Figure 4. Enhancer loss of acetylation and reduced gene expression

(A) Partitioning of active enhancers hypermethylated in Tet2^−/− ESCs into those that (top) lose H3K27ac and (bottom) retain H3K27ac. The middle column indicates difference in H3K27ac, and the right columns indicate DNA methylation abundance. (B) UCSC Genome Browser snapshots of Tet2^−/− hyper-DMRs that lose H3K27ac (highlighted yellow) near an enhancer of the differentially expressed (bottom) Lefty1 gene. (C) The enrichment of different enhancer groups near genes differentially repressed in Tet2^−/− cells. (D) The distribution of expression change for genes physically interacting with enhancers that (red) lose H3K27ac and (green) retain H3K27ac. The ratio of down-regulated to up-regulated genes is indicated. (E) Difference in enrichment of active chromatin (H3K4me1, left; H3K27ac, right) between Tet2^−/− and WT cells, as a function of hypermethylation. Average percentage change in ChIP enrichment is indicated. Boxplot edges indicate the 25th and 75th percentiles, and whiskers indicate non-outlier extremes. See also Figure S3 and Table S2.

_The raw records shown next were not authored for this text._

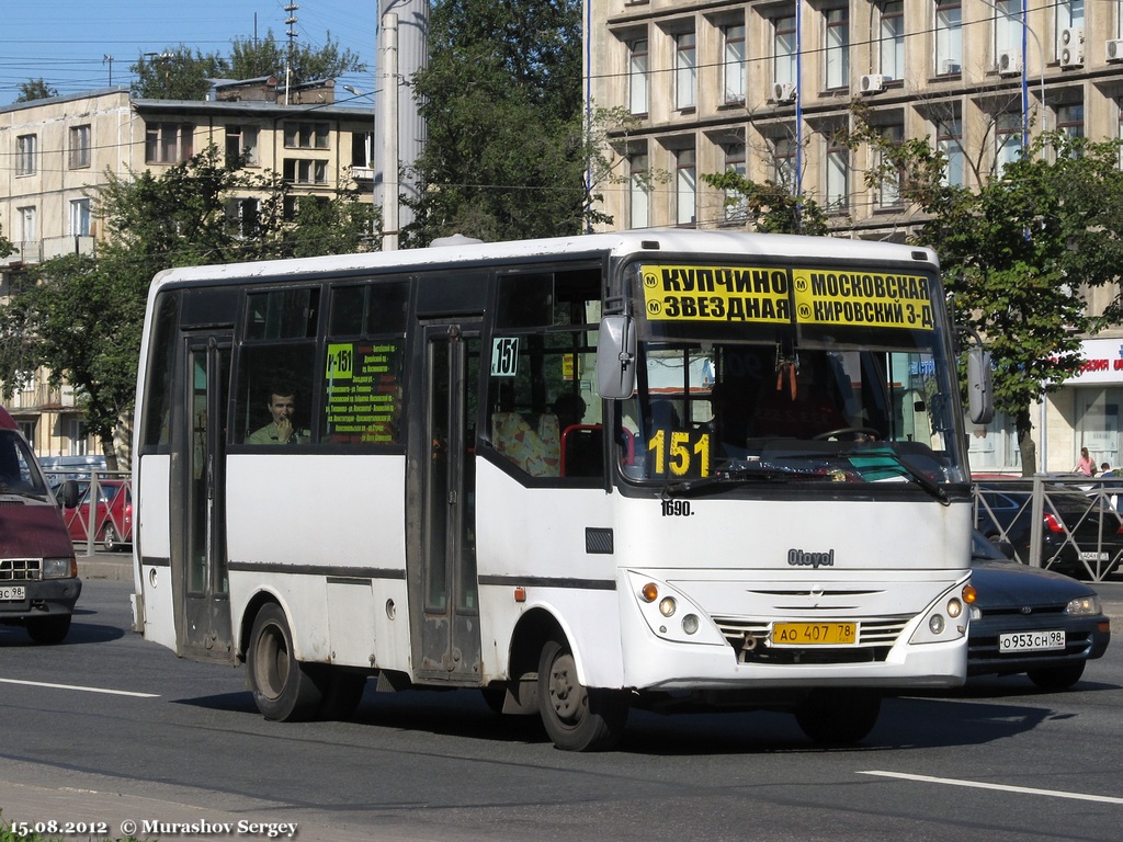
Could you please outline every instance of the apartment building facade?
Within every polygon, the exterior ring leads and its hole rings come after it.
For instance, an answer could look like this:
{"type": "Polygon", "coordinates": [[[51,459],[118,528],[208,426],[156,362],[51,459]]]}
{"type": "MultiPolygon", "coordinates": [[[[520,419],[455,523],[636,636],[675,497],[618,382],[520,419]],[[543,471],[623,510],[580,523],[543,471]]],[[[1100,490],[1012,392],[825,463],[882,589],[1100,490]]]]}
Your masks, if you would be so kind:
{"type": "MultiPolygon", "coordinates": [[[[839,143],[855,100],[891,140],[928,137],[947,177],[978,184],[1023,139],[1121,137],[1123,2],[1103,0],[591,0],[586,94],[633,118],[612,135],[622,177],[601,186],[613,228],[745,228],[701,176],[733,170],[812,196],[839,236],[903,241],[915,225],[873,153],[839,143]]],[[[1117,291],[1098,291],[1093,306],[1117,291]]],[[[1123,461],[1123,330],[1088,339],[1107,373],[1040,408],[1039,467],[1087,446],[1123,461]]],[[[971,439],[976,472],[1021,470],[1013,423],[971,439]]]]}
{"type": "MultiPolygon", "coordinates": [[[[272,171],[302,196],[373,189],[373,110],[337,104],[331,80],[285,91],[275,77],[214,84],[206,101],[134,99],[127,88],[54,97],[0,108],[0,227],[16,251],[0,258],[0,296],[24,268],[63,254],[93,254],[106,231],[93,193],[107,174],[159,175],[213,143],[272,171]]],[[[373,195],[373,193],[372,193],[373,195]]],[[[231,196],[231,220],[257,196],[231,196]]],[[[97,445],[82,430],[67,386],[47,373],[8,405],[40,456],[82,455],[97,445]]]]}

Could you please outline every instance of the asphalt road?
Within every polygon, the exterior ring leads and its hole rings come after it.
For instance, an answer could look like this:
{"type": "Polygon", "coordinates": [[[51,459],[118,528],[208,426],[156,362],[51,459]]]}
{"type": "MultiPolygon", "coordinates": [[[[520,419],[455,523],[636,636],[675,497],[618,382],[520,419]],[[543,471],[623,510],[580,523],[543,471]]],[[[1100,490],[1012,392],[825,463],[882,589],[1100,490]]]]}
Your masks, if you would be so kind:
{"type": "Polygon", "coordinates": [[[128,630],[130,576],[83,576],[65,644],[0,629],[0,816],[67,842],[1123,836],[1123,646],[1071,692],[1010,677],[887,699],[849,750],[782,714],[633,712],[618,751],[572,754],[472,692],[371,683],[351,721],[266,722],[243,670],[128,630]]]}

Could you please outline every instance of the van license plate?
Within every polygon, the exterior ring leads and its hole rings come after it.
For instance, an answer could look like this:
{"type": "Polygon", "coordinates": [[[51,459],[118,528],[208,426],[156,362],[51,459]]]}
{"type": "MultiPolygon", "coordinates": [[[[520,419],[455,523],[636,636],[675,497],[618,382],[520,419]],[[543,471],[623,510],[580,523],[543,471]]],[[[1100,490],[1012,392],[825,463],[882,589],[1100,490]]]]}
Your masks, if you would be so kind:
{"type": "Polygon", "coordinates": [[[998,635],[999,652],[1040,652],[1065,648],[1065,630],[1043,632],[1013,632],[998,635]]]}
{"type": "Polygon", "coordinates": [[[773,623],[774,647],[852,646],[857,623],[773,623]]]}

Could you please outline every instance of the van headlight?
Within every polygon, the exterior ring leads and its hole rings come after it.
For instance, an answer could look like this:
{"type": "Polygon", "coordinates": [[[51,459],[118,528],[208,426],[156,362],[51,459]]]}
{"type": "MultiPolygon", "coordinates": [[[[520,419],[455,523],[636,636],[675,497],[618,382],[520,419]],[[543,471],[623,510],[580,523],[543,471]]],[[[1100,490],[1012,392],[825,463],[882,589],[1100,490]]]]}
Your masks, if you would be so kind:
{"type": "Polygon", "coordinates": [[[71,579],[77,576],[77,564],[74,557],[43,559],[43,578],[71,579]]]}

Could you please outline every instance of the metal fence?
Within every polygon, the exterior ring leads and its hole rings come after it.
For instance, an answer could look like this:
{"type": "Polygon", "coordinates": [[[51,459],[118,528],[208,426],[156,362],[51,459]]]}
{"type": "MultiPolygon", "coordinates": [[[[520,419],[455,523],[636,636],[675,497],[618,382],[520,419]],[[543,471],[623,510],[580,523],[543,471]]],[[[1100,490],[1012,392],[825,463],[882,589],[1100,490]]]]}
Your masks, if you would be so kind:
{"type": "Polygon", "coordinates": [[[62,506],[62,486],[77,484],[77,506],[63,509],[63,519],[75,546],[85,555],[124,549],[133,542],[133,477],[127,470],[52,469],[47,482],[62,506]],[[106,500],[102,500],[104,492],[106,500]]]}
{"type": "Polygon", "coordinates": [[[1123,561],[1123,477],[977,479],[975,523],[1023,564],[1102,582],[1123,561]]]}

Figure 5. Delayed gene induction of Tet2^−/− cells during NPC differentiation

(A) Dendrogram summarizing RNA-Seq experiments during differentiation of mES cells to NPCs. Red indicates Tet2^−/− branches; bold black indicates WT branches. (B–C) Expression of (B) neuronal markers and (C) Tet genes during NPC differentiation. (D) Examples of genes exhibiting delayed gene induction in Tet2^−/− specifically at differentiation day 3. Error bars indicate standard deviation. (E) The total number of differentially expressed genes in Tet2^−/− (black) and WT (white) cells, as compared to undifferentiated ES cells. Shown in red are those genes commonly differentially expressed in these two cells. (F) Of the genes induced in WT cells at day 3 (left) or day 6 (right) during differentiation towards NPCs, shown are the number of genes repressed (blue) or induced (red) in Tet2^−/− cells compared to WT. (G) Expression of genes in Tet2^−/− relative to WT differentiated cells for delayed induction genes (top) and all other genes (bottom). Genes in (F) that exhibited differential expression in d0 or d6 were removed. (H) Ontology terms enriched for delayed induction genes. See also Figure S4.

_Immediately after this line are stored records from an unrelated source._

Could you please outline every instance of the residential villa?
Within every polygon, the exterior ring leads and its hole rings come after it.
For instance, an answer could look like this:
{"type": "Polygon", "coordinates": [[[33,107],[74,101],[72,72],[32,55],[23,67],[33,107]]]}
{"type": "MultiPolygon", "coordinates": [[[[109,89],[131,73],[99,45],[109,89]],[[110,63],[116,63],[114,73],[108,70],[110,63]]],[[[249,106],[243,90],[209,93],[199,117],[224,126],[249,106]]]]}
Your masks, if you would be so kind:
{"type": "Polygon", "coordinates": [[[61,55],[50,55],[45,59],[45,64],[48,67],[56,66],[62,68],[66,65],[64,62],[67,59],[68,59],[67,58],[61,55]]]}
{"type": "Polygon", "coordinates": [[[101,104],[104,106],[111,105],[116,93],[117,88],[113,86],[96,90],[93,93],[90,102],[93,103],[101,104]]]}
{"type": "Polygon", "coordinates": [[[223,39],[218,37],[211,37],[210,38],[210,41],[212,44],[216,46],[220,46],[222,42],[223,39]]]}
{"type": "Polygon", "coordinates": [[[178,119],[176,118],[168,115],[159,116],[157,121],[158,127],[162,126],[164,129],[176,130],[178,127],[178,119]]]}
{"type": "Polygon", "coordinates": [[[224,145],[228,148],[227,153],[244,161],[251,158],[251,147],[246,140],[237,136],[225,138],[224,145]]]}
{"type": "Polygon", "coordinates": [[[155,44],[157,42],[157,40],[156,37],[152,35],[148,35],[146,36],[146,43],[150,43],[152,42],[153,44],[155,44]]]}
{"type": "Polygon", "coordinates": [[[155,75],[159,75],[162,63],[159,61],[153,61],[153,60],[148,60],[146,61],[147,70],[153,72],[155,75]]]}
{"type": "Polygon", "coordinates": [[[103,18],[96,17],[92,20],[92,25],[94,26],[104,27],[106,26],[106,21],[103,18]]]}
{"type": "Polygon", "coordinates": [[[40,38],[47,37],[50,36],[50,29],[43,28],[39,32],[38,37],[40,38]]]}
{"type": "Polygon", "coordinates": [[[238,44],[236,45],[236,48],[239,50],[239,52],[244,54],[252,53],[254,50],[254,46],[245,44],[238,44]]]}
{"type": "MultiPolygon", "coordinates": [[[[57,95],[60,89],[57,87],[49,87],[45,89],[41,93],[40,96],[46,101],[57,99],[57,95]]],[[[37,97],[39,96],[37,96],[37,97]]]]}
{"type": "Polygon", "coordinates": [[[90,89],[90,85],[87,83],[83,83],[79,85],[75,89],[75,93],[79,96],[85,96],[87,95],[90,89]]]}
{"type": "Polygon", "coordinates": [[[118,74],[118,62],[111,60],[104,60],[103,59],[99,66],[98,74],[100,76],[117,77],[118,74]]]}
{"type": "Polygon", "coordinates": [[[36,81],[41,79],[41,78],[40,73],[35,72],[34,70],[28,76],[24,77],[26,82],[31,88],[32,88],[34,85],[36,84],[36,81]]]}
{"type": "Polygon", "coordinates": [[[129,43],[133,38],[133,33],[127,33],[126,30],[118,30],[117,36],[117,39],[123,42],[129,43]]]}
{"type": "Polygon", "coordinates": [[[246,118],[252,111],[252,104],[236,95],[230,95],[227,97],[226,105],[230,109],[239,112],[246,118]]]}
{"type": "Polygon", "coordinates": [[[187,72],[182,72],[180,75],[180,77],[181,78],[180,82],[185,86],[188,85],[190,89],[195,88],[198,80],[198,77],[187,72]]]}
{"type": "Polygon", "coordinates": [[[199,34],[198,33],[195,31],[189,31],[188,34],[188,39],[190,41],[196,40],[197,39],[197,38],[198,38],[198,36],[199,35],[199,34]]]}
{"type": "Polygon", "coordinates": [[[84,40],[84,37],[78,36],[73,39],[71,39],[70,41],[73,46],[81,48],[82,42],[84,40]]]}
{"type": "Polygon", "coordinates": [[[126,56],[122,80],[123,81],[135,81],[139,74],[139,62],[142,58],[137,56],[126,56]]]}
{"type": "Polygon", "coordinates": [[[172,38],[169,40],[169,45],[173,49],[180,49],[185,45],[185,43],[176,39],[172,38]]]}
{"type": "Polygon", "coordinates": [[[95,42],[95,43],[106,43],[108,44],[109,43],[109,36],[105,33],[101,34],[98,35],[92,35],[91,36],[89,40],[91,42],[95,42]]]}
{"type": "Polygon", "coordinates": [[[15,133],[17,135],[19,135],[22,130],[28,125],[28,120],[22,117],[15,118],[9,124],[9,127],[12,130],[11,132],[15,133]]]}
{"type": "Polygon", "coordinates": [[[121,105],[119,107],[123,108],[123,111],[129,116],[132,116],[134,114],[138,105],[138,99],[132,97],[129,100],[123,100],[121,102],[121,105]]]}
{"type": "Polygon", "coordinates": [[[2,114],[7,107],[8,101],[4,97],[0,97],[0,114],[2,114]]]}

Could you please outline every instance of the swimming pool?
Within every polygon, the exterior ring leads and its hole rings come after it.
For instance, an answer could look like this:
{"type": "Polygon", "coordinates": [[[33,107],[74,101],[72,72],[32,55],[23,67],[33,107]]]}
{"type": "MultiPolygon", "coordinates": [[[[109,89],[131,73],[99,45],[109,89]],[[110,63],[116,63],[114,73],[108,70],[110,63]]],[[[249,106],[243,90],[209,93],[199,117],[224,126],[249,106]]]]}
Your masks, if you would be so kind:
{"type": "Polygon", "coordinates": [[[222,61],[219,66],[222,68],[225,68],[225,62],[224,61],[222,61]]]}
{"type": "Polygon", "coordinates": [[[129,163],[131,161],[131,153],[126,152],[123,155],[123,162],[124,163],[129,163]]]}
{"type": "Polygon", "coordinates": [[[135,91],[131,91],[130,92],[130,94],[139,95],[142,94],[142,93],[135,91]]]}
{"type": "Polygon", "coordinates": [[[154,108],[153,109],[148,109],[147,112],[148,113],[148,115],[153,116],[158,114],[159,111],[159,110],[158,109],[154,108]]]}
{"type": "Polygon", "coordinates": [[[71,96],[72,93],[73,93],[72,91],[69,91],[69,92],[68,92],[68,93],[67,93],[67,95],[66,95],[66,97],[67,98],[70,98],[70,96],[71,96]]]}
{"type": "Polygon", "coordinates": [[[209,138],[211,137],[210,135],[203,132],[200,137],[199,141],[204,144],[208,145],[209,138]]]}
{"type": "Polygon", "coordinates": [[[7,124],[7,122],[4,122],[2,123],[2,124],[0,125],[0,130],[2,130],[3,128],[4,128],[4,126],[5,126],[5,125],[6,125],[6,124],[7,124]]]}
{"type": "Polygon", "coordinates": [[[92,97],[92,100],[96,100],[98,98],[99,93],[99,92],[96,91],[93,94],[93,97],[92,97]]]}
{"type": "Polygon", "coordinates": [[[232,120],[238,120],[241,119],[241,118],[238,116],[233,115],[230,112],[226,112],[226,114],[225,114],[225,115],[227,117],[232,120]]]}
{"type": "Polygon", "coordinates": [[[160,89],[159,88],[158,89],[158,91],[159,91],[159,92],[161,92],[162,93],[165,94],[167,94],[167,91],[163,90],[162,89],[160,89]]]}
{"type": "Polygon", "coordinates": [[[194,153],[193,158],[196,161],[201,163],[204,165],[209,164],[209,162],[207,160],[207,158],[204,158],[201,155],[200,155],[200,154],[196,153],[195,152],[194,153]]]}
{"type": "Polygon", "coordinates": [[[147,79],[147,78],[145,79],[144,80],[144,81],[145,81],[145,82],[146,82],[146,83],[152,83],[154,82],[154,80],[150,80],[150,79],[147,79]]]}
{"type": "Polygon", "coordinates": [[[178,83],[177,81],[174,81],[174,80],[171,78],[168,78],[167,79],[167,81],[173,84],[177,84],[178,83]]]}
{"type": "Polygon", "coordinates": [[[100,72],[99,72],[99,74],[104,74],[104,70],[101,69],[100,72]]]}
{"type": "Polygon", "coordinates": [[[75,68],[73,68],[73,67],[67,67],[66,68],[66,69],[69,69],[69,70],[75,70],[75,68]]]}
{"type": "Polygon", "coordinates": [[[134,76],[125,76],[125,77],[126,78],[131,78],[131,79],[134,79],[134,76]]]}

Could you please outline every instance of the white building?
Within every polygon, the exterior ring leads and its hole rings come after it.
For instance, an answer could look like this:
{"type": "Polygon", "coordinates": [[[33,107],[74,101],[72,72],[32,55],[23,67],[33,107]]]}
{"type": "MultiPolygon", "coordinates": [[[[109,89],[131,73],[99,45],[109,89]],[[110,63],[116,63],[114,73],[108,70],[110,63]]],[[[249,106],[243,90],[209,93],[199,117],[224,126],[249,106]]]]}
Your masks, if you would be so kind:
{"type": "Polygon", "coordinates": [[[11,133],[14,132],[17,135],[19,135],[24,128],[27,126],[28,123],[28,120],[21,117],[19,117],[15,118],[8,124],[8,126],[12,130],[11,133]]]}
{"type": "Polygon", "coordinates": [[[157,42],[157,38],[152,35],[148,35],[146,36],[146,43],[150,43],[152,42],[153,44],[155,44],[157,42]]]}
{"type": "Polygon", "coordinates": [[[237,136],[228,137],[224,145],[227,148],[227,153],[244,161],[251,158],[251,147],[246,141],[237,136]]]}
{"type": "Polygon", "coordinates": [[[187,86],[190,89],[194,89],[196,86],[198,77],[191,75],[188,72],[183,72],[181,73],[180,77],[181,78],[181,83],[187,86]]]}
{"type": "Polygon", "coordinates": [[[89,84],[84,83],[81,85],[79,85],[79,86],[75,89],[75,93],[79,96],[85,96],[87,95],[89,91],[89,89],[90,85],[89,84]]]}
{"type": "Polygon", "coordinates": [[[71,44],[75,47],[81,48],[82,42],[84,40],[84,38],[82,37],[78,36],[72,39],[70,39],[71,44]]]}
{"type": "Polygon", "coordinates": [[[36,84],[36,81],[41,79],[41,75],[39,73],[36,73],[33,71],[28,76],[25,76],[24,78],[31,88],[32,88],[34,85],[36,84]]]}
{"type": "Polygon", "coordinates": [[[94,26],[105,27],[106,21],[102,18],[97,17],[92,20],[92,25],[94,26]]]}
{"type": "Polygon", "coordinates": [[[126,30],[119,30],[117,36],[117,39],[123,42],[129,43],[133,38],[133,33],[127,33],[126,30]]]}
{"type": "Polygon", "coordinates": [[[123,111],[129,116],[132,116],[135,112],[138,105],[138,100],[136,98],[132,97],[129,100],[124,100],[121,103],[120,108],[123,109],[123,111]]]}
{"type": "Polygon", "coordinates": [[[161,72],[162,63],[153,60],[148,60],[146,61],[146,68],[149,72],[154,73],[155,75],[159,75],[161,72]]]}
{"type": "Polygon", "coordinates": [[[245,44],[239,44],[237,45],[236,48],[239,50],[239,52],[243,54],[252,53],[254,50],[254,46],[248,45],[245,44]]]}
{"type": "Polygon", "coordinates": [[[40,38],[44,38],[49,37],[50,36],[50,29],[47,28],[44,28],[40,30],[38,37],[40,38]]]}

Figure 6. Differential enhancer methylation contributes to delayed gene induction

(A) Distribution of change in 5mC for DMRs identified in Tet2^−/− cells compared to WT cells 3 days after mESC differentiation towards NPCs. (B) Relative enrichment of Tet2^−/− hyper DMRs from (A) (black) and random sites (gray) at genomic elements, normalized to the total coverage of the element type. Error bars indicate standard deviation. (C) Density heatmap representing the methylation state of hypermethylated enhancers before (x axis) and after (y axis) differentiation in WT (left) and Tet2^−/− (right) cells. (D) Heatmap representing the epigenetic state of d3 Tet2^−/− hypermethylated enhancers. (E) Genome browser snapshots of DNA methylation and chromatin state at d3 Tet2^−/− hypermethylated enhancers (yellow). (F) Boxplots quantifying mCG (top) and quantile-normalized H3K27ac (bottom) at enhancers before (right) and after (left) differentiation. Day 3 Tet2^−/− specific hypermethylated enhancers are labeled as “Tet2^−/− > WT”, and other active enhancers as “remainder”. Boxplot edges indicate the 25th and 75th percentiles, and whiskers indicate non-outlier extremes. (G) The number of enhancers within TADs containing delayed induction genes is indicated in red, compared to the distribution of 5000 random gene sets. Enhancers are defined as: (top) the set of all WT day 3 active enhancers, (middle) the subset that is hypermethylated in Tet2^−/− cells at day 3, and (bottom) the subset with WT specific H3K27ac at day 3.

Figure 7. Model of enhancer hypermethylation in Tet2^−/− cells

Transcription factors bind to DNA and therefore occlude hypermethylation by DNMTs. Enhancers with high TF occupancy (left) are more resistant to DNMTs, and therefore remain hypomethylated in Tet2^−/− cells. However, enhancers with low TF occupancy (right) are prone to hypermethylation, which is balanced by the action of Tet2. Loss of Tet2 causes re-methylation.